In scenario 2, the unicasting of NACKs for packet 3 will again result in three separate 
requests for retransmission of the same packet. There exists no mechanism for suppressing the 
duplicate retransmissions. A packet lost by all receivers will thus result in a number of 
duplicate retransmissions as large as the multicast group size. Hence, while the loss of any 
single acknowledgement (e.g., scenario 3) will be covered by the other acknowledgements, the 
penalty for preserving simplicity in the receivers and the sender by making no attempt to 
coalesce acknowledgements is high in terms of bandwidth. 

It is not made explicit in the most recent revision of VMTP as described in [CHER89] 
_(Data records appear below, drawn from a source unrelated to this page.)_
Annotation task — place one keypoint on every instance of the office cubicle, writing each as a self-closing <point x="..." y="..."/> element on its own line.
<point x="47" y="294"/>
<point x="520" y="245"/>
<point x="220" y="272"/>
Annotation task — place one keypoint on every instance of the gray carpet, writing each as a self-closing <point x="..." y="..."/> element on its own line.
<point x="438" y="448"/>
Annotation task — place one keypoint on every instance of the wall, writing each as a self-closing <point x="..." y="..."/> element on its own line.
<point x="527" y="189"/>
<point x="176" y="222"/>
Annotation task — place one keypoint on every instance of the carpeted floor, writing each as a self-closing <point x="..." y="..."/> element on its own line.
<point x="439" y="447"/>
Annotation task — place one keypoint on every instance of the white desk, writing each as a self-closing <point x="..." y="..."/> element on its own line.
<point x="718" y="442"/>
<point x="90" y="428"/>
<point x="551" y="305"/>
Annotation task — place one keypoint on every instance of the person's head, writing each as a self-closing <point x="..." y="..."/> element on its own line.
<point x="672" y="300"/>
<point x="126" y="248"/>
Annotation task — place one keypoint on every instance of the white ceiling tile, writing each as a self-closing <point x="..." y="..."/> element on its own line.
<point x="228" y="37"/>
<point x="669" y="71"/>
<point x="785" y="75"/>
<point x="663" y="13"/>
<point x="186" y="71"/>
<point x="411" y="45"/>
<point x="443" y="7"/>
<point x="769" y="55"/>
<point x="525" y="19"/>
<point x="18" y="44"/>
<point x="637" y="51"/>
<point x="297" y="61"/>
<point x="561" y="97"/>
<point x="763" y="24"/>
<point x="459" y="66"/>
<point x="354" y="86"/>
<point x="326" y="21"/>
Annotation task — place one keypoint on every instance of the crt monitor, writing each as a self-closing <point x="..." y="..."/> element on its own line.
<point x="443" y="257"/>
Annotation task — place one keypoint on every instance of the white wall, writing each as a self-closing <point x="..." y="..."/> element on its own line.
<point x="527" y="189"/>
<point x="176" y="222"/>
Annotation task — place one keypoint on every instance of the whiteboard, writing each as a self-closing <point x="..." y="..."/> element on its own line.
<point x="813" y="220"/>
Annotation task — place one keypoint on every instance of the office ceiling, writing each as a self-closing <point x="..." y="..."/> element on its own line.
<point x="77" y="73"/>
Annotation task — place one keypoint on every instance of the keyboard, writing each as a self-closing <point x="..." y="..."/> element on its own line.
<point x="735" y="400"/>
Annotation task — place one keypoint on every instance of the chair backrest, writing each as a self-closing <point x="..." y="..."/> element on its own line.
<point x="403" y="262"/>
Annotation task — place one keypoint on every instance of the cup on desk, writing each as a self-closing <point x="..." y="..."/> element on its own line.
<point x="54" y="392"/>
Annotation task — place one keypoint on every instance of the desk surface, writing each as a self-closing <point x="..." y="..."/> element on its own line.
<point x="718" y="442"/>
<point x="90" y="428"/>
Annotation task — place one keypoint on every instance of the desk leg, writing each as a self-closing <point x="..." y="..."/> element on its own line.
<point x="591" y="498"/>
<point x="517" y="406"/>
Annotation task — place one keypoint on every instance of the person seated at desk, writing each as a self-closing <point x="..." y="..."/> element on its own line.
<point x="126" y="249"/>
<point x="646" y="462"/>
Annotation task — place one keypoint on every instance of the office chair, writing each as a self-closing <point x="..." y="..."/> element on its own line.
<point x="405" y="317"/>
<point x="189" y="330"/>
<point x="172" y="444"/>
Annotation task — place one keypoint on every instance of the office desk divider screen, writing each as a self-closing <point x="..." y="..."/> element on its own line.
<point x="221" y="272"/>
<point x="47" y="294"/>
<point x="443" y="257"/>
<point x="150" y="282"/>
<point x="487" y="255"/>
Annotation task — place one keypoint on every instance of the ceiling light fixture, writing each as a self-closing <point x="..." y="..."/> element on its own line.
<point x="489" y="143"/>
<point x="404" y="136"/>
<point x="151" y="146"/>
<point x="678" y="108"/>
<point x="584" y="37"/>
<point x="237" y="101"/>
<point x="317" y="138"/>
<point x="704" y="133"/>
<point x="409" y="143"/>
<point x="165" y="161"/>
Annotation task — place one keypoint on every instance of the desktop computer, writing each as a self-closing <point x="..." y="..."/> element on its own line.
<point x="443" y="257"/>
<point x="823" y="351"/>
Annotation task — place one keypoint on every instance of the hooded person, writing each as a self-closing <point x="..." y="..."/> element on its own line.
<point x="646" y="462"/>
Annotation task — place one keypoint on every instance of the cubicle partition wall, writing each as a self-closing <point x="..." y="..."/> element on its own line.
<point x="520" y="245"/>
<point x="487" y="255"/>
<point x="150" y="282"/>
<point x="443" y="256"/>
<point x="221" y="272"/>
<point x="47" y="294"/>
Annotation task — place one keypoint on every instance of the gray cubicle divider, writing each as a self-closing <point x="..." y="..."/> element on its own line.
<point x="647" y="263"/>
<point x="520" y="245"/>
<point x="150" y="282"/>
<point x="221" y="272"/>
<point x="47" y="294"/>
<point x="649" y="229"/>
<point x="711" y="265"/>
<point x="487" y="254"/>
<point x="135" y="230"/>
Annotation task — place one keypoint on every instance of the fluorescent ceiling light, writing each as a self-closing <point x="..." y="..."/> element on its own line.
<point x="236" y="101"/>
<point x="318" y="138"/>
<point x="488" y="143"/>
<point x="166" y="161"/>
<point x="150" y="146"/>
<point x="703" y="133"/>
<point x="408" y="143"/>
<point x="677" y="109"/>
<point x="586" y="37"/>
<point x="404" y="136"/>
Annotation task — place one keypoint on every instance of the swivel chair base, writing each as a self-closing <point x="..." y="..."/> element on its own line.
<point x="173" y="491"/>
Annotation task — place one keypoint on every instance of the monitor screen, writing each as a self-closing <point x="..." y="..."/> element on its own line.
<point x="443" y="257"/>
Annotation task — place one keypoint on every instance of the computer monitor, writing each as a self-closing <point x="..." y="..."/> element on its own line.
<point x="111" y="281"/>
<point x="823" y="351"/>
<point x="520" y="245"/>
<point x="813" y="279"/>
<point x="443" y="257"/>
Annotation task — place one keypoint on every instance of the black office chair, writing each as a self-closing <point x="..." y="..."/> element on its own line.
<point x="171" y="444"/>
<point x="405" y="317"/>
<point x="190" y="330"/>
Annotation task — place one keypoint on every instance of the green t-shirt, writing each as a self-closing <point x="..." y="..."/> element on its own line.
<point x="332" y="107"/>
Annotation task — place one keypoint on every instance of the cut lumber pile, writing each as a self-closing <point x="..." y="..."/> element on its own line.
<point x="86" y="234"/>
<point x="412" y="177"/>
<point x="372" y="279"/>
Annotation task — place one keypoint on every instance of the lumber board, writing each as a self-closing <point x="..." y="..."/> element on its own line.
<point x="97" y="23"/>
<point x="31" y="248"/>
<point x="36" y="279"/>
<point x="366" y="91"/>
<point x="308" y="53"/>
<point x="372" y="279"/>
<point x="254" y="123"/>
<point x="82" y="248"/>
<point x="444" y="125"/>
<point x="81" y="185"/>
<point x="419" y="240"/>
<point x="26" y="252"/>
whether retransmissions are to be multicast or unicast during a multicast exchange. Unicasting 
seems acceptable except, as pointed out in scenario 2, a large number of receivers missing a 
packet would cause many duplicate packets to be framed and transmitted at the source. 
Multicasting then makes more sense, though again it would seem desirable to have some way at 
the source to coalesce requests for retransmission. 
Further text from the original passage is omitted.